Drop multiple columns using Dplyr package in R

Last Updated : 21 Jul, 2021

In this article, we will discuss how to drop multiple columns using dplyr package in R programming language.

Dataset in use:

Drop multiple columns by using the column name

We can remove a column with select() method by its column name

Syntax:

select(dataframe,-c(column_name1,column_name2,.,column_name n)

Where, dataframe is the input dataframe and -c(column_names) is the collection of names of the column to be removed.

Example: R program to remove multiple columns by column name

R

# load the library 
library(dplyr) 
  
# create dataframe with 3 columns id, 
# name and address 
data1=data.frame(id=c(1,2,3,4,5,6,7,1,4,2), 
                   
                 name=c('sravan','ojaswi','bobby', 
                        'gnanesh','rohith','pinkey', 
                        'dhanush','sravan','gnanesh', 
                        'ojaswi'), 
                   
                 address=c('hyd','hyd','ponnur','tenali', 
                           'vijayawada','vijayawada','guntur', 
                           'hyd','tenali','hyd')) 
  
# remove name and id  column 
print(select(data1,-c(id,name))) 
  
# remove name and address column 
print(select(data1,-c(address,name))) 
  
# remove all column 
print(select(data1,-c(address,name,id))) 

Output:

Drop multiple columns by using column index

We can remove a column with select() method by its column index/position. Index starts with 1.

Syntax:

select(dataframe,-c(column_index1,column_index2,.,column_index n)

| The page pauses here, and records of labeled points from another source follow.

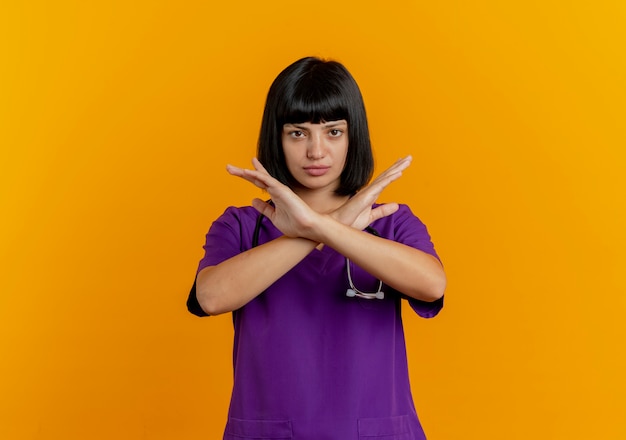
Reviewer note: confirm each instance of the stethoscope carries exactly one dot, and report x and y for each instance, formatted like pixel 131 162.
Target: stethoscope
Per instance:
pixel 352 290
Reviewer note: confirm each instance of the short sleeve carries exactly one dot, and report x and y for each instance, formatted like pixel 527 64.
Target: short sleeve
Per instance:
pixel 409 230
pixel 223 241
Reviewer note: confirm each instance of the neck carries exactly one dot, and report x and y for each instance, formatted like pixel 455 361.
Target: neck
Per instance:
pixel 322 202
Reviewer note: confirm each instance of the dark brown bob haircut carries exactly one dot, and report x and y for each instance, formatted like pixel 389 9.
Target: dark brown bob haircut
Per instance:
pixel 314 90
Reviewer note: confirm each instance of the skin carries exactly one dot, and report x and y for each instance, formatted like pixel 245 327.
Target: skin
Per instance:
pixel 309 215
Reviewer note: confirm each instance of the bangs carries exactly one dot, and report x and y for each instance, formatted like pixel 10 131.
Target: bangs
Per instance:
pixel 314 103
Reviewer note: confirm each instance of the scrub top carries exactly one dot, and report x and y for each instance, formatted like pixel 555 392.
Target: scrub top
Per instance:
pixel 310 362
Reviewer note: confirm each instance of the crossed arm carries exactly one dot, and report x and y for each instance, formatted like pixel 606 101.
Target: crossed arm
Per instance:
pixel 236 281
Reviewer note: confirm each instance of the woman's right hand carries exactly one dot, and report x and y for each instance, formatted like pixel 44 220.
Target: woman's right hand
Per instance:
pixel 357 211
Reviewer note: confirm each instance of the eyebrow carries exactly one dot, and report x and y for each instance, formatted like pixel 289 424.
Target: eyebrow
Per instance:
pixel 327 125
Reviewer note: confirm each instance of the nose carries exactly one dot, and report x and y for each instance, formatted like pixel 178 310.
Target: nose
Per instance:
pixel 315 147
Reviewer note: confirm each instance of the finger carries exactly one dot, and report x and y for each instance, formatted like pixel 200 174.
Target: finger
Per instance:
pixel 263 207
pixel 383 211
pixel 259 166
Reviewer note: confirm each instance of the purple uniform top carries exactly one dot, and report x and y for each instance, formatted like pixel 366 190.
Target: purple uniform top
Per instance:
pixel 310 362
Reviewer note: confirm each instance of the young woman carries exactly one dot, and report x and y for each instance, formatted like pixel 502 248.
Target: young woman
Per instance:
pixel 314 277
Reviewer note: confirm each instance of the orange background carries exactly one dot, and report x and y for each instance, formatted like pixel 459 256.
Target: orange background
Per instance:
pixel 117 120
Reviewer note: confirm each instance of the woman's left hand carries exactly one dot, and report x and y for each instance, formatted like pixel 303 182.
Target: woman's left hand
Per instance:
pixel 290 214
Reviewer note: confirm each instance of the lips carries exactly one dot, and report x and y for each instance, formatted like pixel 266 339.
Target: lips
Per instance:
pixel 316 170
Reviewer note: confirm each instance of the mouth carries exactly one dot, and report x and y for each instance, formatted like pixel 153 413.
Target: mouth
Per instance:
pixel 316 170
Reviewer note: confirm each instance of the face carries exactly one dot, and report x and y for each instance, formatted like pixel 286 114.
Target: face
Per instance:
pixel 316 153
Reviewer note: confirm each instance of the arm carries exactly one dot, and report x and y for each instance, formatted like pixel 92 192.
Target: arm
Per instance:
pixel 406 269
pixel 236 281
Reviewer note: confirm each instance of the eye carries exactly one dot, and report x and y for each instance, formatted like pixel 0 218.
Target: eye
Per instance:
pixel 335 132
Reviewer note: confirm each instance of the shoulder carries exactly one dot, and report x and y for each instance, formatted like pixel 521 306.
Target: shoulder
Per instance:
pixel 241 214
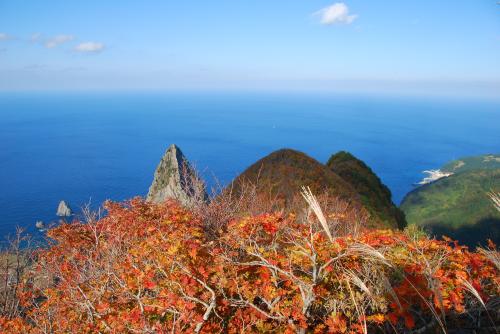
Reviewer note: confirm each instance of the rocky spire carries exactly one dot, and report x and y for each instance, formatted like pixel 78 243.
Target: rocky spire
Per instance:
pixel 174 178
pixel 63 210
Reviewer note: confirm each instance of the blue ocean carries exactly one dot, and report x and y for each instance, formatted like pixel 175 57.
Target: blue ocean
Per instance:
pixel 84 147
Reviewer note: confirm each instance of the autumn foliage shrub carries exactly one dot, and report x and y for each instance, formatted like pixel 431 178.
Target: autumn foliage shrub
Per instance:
pixel 154 268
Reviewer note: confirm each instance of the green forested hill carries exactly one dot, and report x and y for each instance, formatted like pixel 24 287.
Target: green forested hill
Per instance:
pixel 458 206
pixel 282 173
pixel 376 197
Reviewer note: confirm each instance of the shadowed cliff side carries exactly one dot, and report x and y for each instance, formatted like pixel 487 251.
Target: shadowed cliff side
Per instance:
pixel 174 178
pixel 375 195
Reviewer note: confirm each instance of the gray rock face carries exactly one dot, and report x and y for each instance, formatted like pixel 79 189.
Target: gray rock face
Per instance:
pixel 174 178
pixel 63 210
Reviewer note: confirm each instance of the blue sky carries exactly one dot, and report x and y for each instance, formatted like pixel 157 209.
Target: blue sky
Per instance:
pixel 425 46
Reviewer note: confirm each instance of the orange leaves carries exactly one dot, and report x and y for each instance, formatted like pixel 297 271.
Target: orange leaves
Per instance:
pixel 147 268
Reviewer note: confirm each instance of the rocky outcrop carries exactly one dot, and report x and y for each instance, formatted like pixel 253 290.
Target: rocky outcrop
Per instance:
pixel 63 210
pixel 175 179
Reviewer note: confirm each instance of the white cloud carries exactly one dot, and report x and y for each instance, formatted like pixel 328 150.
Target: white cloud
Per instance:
pixel 89 47
pixel 36 37
pixel 57 40
pixel 338 13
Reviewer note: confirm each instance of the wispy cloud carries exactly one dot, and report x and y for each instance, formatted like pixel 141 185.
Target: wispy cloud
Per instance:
pixel 36 37
pixel 338 13
pixel 34 67
pixel 89 47
pixel 58 40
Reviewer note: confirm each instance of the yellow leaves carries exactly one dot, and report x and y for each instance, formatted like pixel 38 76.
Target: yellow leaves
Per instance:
pixel 155 266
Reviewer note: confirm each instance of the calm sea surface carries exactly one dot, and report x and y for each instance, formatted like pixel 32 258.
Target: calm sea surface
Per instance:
pixel 81 147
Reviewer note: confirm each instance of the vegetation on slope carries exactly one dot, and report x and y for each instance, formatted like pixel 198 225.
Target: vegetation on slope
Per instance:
pixel 457 206
pixel 280 176
pixel 282 173
pixel 154 268
pixel 376 197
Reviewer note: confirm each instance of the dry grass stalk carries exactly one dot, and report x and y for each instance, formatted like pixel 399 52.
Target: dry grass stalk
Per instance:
pixel 315 207
pixel 495 198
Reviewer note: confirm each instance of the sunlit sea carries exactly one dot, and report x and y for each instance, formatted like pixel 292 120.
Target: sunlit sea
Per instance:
pixel 89 147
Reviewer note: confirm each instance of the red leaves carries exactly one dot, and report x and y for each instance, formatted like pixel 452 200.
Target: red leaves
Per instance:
pixel 147 267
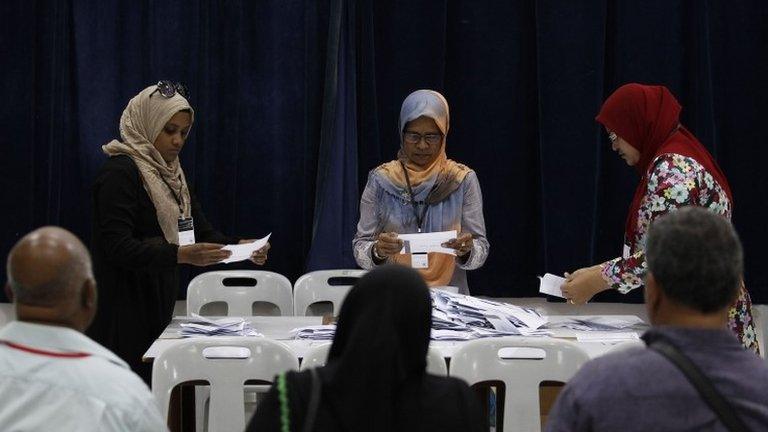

Where, dataframe is the input dataframe and c(column_indexes) is the position of the columns to be removed.

Example: R program to remove multiple columns by position

R

# load the library 
library(dplyr) 
  
# create dataframe with 3 columns 
# id,name and address 
data1=data.frame(id=c(1,2,3,4,5,6,7,1,4,2), 
                   
                 name=c('sravan','ojaswi','bobby', 
                        'gnanesh','rohith','pinkey', 
                        'dhanush','sravan','gnanesh', 
                        'ojaswi'), 
                   
                 address=c('hyd','hyd','ponnur','tenali', 
                           'vijayawada','vijayawada','guntur', 
                           'hyd','tenali','hyd')) 
  
# remove name and id  columns by  
# its position 
print(select(data1,-c(1,2))) 

Output:

Drop column which contains a value or matches a pattern

Let’s see how to remove the column that contains the character/string.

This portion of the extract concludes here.